Türköne'den Öcalan çarkı

Mümtaz’er Türköne dünkü köşesinde "Artık Öcalan'ı susturmalıyız" dedi. Aynı Türköne, daha Öcalan'ın, AKP ve ABD'nin Kürt açılımı girişiminden umudunu kesmediği Aralık ayında "Öcalan'ı konuşturmalıyız" diyordu.

Zaman gazetesi köşe yazarı Mümtaz'er Türköne dünkü köşe yazısında, “Demokratik açılım, terör örgütünün elindeki sermayeyi tüketti. Artan şiddetin en önemli sebebi bu. Öyleyse demokratik açılım daha cesur adımlarla devam etmeli” derken, ‘Abdullah Öcalan ve terör örgütünün bu saatten sonra’ sadece susturulması gerektiğini yazdı.

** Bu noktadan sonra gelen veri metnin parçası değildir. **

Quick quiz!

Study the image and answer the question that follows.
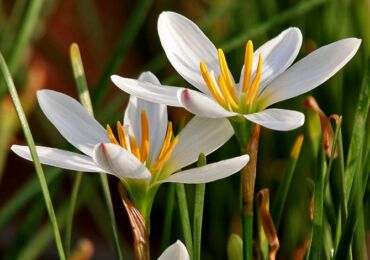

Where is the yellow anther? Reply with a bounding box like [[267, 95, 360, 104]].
[[152, 136, 179, 172], [242, 41, 253, 92], [200, 62, 226, 106], [218, 76, 240, 110], [217, 49, 237, 100], [116, 121, 128, 149], [106, 125, 119, 145], [129, 136, 141, 161], [158, 122, 173, 160], [246, 53, 263, 105], [140, 111, 150, 162]]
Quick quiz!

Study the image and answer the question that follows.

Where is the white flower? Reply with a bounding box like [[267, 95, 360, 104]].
[[11, 72, 249, 185], [158, 240, 189, 260], [111, 11, 361, 131]]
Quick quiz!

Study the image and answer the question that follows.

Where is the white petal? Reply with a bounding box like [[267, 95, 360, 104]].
[[37, 90, 108, 156], [158, 11, 219, 94], [158, 240, 189, 260], [245, 109, 305, 131], [238, 28, 302, 94], [259, 38, 361, 107], [164, 116, 234, 174], [124, 72, 168, 163], [178, 89, 237, 118], [158, 155, 249, 184], [93, 143, 151, 180], [11, 145, 103, 172], [111, 75, 183, 107]]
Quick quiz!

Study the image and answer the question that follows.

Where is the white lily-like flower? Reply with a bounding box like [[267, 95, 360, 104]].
[[111, 11, 361, 131], [11, 72, 248, 187], [158, 240, 189, 260]]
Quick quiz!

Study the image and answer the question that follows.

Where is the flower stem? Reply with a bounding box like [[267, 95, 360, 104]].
[[241, 125, 260, 260], [176, 183, 193, 260], [193, 153, 207, 260]]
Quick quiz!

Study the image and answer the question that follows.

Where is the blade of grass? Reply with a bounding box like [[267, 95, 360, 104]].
[[0, 52, 65, 259], [308, 148, 326, 260], [334, 58, 370, 259], [272, 135, 304, 229], [69, 43, 123, 260], [193, 154, 207, 260], [92, 0, 153, 106], [176, 183, 193, 260]]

“Öcalan artık enterne edilmeli”
Türköne, Öcalan için şunları yazdı: “Dünyanın hangi devleti, cezaevindeki bir örgüt liderinin kendi halkına karşı acımasız bir savaşı sevk ve idare etmesine izin verir? Bırakın muhatap alınmayı, Öcalan'ın etkisizleştirilmesinin zamanı gelmedi mi? Terör yol göstermeyecek, ama önlem almayı da ihmal etmeyeceğiz. Öcalan artık enterne edilmeli.”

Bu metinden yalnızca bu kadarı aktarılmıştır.